Meagan Cignoli is a self employed photographer. She has shot for Elle Paris, Womens Wear Daily, Paper, Fortune, Prestige, Curve, Glossy UK, and many other publications. She shoots editorials, designer lines, lookbooks, portraits, boudoir and headshots.
The business of photography.
1. Know your value. If you don’t find value to what you do, who will? The products you are shooting are going to make your client money, the headshot that is on your clients website is absolutely of value, the looks walking down the runway need to be seen. It can be very tempting to low ball and take low paying jobs, but by taking these low paying jobs you are lowering the worth of your profession and in the long run you are not doing yourself or anyone else any favors. Charge what you know you deserve.

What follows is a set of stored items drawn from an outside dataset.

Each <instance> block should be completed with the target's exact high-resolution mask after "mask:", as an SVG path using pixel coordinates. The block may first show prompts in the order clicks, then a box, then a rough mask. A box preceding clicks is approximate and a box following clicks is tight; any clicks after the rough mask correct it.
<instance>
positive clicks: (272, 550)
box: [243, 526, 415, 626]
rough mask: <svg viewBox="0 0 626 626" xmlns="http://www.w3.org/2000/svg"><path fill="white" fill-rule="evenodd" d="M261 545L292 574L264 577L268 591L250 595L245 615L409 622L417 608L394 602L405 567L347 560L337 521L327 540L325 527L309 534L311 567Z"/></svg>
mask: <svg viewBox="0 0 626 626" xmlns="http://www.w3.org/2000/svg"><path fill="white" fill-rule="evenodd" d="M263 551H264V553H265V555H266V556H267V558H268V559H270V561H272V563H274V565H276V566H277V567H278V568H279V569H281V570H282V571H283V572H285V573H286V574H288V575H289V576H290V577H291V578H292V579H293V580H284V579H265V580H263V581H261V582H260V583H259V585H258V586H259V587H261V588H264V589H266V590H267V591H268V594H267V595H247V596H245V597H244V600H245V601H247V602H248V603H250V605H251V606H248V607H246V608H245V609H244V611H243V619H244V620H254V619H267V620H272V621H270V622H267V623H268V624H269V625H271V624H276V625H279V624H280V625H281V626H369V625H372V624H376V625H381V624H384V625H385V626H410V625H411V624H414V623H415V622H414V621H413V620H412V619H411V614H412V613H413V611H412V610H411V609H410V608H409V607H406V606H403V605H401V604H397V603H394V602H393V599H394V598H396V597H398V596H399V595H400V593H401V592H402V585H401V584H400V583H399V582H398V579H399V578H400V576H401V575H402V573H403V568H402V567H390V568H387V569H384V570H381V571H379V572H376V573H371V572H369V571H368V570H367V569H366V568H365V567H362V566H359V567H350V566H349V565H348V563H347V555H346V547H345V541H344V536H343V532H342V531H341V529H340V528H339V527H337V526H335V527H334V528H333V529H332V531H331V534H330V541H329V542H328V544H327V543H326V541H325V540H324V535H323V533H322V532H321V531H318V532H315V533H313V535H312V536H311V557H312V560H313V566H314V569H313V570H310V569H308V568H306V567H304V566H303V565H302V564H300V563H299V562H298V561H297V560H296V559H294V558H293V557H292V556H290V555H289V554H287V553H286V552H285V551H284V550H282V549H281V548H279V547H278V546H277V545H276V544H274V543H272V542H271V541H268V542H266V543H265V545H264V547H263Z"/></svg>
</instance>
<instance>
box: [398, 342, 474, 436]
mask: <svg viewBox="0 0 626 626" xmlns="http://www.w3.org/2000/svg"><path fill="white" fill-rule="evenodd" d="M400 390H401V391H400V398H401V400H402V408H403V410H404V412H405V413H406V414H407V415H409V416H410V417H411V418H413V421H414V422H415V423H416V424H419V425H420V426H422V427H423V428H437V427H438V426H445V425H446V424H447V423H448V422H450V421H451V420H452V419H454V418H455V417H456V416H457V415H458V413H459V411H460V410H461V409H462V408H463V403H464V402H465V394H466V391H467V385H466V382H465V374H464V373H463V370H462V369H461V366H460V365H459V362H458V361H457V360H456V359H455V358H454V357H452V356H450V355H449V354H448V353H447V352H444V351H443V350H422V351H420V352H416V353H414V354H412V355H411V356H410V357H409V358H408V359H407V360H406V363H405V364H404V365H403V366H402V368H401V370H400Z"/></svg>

2. Network- with everyone. No matter their profession. Bring business cards and say who you are. You never know who you can help or who can get you work. There are plenty of networking communities built exactly for this reason. If you are a fashion photographer, go to fashion week, go to fashion industry events, throw fashion networking parties, meet and help as many people as you can. You plant the seeds and the business will grow.
3. Mentor- everyone needs someone to look up to. Reach out to someone who is doing what you want to be doing. Find mentors in every aspect of your life and you will become more balanced and well rounded.
4. Learn- constantly learn. Find out about new technologies in your field, read about other photographers who are doing well. Update your knowledge of your career or you will become stagnant. Studies show that very successful people read on average two books a week. Learn more about things outside of your field as well. Take classes on public speaking if you are shy, read books about marketing to help develop your business, take a photoshop class to keep on top of the new functions.
5. Don’t turn down work. As a fashion photographer I looked down on doing headshots and said I would never do it. Then I took one and realized how fun portraits and headshots on the side can be. They are quick and you get a break from big productions. It’s fun to work one on one with someone and I said no to so many in the past. You never know, so don’t turn down work until you know it isn’t for you.